Death For Hijacking
Government today decided to make the anti-hijacking law more stringent by approving amendments to include death sentence as a punishment and powers to shoot down a hijacked plane intended to be used as a missile to hit vital installations.
The Union Cabinet, at a meeting headed by Prime Minister Manmohan Singh today, approved these changes for being incorporated in the Anti-hijacking Act of 1982.
A Group of Ministers headed by Home Minister P Chidambaram had earlier examined the proposals to amend the existing law to include these aspects as well as the conspiracy to hijack an aircraft.

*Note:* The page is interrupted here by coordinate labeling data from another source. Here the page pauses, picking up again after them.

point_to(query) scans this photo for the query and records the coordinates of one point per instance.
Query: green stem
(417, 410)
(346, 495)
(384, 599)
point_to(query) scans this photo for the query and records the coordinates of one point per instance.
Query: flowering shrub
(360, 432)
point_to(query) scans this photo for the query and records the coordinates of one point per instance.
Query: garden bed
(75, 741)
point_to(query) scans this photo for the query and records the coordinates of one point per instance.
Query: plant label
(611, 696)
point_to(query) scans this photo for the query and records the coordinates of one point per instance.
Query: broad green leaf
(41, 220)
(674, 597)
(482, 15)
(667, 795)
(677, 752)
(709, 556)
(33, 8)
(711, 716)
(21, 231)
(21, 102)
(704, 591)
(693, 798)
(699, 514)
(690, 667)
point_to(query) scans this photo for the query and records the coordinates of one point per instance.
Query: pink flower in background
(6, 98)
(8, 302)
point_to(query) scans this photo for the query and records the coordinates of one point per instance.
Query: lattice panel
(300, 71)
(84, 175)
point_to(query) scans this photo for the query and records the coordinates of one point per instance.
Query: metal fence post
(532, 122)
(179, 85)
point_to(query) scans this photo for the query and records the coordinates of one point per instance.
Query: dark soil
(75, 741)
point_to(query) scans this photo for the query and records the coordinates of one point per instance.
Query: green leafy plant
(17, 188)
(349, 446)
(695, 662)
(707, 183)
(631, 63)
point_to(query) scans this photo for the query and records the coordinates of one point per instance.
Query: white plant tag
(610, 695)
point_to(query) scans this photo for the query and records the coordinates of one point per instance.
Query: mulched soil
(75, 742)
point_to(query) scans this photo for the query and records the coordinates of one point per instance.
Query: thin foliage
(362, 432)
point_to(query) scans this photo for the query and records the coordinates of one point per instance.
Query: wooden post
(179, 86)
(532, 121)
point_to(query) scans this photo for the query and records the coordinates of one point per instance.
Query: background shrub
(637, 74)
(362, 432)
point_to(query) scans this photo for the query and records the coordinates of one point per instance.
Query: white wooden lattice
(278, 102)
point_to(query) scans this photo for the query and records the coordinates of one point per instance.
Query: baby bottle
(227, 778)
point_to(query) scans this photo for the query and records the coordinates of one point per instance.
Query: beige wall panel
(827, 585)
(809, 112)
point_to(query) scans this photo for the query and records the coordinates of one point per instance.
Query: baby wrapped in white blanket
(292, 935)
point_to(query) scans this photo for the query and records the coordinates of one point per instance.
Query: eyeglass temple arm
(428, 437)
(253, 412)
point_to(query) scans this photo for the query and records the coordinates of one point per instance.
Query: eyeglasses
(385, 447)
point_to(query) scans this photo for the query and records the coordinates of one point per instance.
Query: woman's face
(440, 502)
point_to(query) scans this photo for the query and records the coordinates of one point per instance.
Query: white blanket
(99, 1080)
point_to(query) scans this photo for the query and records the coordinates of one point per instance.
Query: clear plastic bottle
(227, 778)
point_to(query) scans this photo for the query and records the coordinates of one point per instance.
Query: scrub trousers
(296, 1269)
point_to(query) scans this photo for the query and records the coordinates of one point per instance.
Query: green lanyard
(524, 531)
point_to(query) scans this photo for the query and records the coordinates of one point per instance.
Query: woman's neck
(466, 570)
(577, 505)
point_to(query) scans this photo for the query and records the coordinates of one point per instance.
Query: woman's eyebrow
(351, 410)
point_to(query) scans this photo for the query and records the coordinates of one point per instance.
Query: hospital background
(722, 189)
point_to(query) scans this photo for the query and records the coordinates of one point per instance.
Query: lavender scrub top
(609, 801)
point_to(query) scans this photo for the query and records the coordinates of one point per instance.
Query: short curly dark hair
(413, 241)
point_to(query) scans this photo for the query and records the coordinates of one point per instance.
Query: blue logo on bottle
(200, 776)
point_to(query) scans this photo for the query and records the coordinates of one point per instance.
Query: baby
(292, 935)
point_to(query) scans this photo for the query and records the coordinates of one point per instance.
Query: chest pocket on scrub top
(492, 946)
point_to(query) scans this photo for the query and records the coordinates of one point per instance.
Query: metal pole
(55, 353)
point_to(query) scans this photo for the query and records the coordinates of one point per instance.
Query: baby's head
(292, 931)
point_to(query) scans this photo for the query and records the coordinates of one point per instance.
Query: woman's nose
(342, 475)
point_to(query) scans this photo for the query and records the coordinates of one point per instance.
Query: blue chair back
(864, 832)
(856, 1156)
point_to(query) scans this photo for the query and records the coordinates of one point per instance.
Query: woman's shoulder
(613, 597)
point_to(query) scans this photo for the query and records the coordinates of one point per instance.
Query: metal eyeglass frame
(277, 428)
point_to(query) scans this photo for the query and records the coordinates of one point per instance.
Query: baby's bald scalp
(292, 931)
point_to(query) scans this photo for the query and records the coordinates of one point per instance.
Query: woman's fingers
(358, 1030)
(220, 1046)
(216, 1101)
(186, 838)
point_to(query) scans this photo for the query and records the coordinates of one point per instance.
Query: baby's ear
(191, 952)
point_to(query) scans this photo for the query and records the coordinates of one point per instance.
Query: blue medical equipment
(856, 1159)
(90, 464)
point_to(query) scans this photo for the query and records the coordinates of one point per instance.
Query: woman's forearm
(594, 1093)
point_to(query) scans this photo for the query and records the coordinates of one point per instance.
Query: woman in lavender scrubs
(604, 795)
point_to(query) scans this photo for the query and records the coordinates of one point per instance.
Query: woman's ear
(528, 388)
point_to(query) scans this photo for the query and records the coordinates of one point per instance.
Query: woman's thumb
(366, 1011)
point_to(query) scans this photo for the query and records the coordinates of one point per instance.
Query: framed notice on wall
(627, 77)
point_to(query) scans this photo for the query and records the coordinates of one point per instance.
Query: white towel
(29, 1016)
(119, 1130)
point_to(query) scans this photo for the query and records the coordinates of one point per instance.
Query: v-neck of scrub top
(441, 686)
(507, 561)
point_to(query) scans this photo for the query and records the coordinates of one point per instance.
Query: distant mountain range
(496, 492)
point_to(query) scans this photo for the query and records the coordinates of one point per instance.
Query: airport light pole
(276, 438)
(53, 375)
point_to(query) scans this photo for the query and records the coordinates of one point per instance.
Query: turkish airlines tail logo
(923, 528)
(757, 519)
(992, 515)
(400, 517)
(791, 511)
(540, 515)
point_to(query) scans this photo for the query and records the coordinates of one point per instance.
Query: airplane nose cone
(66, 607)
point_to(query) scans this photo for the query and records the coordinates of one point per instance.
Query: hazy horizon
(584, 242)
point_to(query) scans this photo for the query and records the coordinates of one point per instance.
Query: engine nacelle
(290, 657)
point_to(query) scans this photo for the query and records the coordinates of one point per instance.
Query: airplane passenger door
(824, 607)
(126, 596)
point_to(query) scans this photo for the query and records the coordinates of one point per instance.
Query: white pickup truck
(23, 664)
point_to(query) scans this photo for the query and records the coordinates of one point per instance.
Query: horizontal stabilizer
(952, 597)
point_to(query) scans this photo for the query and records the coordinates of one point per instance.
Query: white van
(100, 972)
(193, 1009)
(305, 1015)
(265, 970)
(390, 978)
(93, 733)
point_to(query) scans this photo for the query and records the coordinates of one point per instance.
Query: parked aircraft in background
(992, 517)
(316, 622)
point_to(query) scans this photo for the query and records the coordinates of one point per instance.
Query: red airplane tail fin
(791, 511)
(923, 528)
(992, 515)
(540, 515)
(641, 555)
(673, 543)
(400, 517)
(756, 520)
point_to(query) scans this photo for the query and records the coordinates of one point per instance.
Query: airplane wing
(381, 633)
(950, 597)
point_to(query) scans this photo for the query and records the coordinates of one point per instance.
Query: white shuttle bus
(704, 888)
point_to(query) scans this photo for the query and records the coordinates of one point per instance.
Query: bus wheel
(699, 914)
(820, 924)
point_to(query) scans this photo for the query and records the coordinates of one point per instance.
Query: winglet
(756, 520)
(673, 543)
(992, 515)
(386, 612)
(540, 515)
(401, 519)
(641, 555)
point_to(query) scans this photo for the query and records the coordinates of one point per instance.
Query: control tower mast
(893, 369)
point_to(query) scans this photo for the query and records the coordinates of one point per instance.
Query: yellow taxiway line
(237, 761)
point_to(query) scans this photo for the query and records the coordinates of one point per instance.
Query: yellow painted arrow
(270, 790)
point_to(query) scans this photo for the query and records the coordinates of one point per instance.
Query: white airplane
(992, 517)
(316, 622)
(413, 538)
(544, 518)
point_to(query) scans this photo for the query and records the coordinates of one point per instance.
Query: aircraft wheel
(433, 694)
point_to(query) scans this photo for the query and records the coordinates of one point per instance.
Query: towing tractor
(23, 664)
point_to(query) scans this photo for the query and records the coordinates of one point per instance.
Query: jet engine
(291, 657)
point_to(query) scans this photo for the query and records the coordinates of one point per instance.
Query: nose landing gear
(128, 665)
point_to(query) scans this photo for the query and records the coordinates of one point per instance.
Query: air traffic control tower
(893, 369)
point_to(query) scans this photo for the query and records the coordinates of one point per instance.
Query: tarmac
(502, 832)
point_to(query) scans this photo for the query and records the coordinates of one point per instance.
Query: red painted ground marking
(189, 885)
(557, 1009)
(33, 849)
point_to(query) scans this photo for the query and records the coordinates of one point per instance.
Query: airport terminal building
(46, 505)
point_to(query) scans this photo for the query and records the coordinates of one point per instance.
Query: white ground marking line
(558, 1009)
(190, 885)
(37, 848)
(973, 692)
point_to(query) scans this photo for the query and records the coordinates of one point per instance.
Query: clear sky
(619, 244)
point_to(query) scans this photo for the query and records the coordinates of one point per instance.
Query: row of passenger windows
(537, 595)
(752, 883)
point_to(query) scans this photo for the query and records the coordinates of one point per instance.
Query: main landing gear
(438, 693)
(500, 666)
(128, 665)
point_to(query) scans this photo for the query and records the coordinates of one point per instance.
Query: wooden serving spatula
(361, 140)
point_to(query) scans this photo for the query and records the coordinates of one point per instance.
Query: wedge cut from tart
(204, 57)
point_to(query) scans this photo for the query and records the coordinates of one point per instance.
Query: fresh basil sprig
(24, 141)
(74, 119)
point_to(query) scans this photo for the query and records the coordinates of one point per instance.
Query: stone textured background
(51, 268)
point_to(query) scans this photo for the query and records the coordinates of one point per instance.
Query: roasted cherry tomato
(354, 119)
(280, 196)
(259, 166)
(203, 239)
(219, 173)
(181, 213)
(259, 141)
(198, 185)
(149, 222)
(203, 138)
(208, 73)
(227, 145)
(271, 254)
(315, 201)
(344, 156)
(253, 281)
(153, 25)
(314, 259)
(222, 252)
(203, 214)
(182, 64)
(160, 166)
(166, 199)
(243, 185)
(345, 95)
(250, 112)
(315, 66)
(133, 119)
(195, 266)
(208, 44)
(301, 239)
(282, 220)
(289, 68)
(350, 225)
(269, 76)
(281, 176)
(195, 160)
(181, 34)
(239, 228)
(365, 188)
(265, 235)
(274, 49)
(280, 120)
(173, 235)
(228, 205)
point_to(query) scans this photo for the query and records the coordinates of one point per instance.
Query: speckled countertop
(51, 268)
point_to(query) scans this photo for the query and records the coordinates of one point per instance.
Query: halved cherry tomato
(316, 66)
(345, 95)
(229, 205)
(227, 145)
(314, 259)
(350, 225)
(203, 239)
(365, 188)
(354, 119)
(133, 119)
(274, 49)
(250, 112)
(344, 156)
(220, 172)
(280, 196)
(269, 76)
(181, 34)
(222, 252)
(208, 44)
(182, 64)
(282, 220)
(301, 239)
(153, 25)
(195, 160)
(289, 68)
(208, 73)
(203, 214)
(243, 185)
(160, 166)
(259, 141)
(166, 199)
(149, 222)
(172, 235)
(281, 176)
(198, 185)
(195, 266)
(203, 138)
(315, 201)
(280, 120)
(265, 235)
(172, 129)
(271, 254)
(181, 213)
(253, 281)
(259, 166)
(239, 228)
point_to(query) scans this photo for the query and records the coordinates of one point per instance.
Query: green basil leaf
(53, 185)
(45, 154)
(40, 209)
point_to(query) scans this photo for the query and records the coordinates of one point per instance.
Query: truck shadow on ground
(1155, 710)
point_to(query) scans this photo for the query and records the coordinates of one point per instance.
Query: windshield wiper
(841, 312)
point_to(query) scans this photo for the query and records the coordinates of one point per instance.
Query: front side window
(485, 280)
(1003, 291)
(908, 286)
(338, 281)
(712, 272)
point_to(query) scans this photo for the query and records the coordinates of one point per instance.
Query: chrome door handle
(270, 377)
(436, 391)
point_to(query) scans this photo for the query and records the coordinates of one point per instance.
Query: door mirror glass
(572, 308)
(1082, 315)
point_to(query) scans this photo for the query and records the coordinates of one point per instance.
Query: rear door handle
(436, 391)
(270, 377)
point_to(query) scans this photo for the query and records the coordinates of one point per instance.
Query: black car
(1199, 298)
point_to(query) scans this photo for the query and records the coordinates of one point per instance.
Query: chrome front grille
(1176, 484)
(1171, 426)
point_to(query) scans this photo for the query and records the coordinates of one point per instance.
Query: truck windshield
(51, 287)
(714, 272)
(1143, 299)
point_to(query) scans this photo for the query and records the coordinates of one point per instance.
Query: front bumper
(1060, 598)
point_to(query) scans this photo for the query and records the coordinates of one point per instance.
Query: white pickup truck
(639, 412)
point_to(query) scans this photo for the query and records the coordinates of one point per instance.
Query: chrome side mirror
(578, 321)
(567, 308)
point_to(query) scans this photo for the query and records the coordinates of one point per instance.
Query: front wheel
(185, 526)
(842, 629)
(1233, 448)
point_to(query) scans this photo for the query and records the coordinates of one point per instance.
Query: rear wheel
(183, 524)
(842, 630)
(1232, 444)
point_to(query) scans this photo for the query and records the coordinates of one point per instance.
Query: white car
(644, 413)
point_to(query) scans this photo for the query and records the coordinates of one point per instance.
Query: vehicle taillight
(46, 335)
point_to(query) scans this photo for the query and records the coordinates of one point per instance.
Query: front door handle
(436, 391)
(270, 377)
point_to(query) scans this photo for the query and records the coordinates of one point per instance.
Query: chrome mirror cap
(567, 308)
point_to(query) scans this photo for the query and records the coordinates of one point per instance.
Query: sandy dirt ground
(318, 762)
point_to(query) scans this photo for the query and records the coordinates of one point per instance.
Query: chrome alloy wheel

The new policy, which is likely to be included in the amendment, seeks to provide a legal backing for extraordinary move like shooting down an aircraft whose hijack has been established and the hijackers intend to target vital installation by using it as a missile like what had happened in New York on September 11, 2001.
The policy also provides for immobilisation of the plane and disallowing it to take off if the hijack occurs on the Indian soil.
During the Kandahar hijack in December 1999, 178 passengers and 11 crew members were exchanged for four dreaded terrorists, including Maulana Masood Azhar who later floated the terror outfit Jaish-e-Mohammed (JeM) in Pakistan.
At that time, security forces had failed to immobilise the plane when it had landed at Amritsar airport.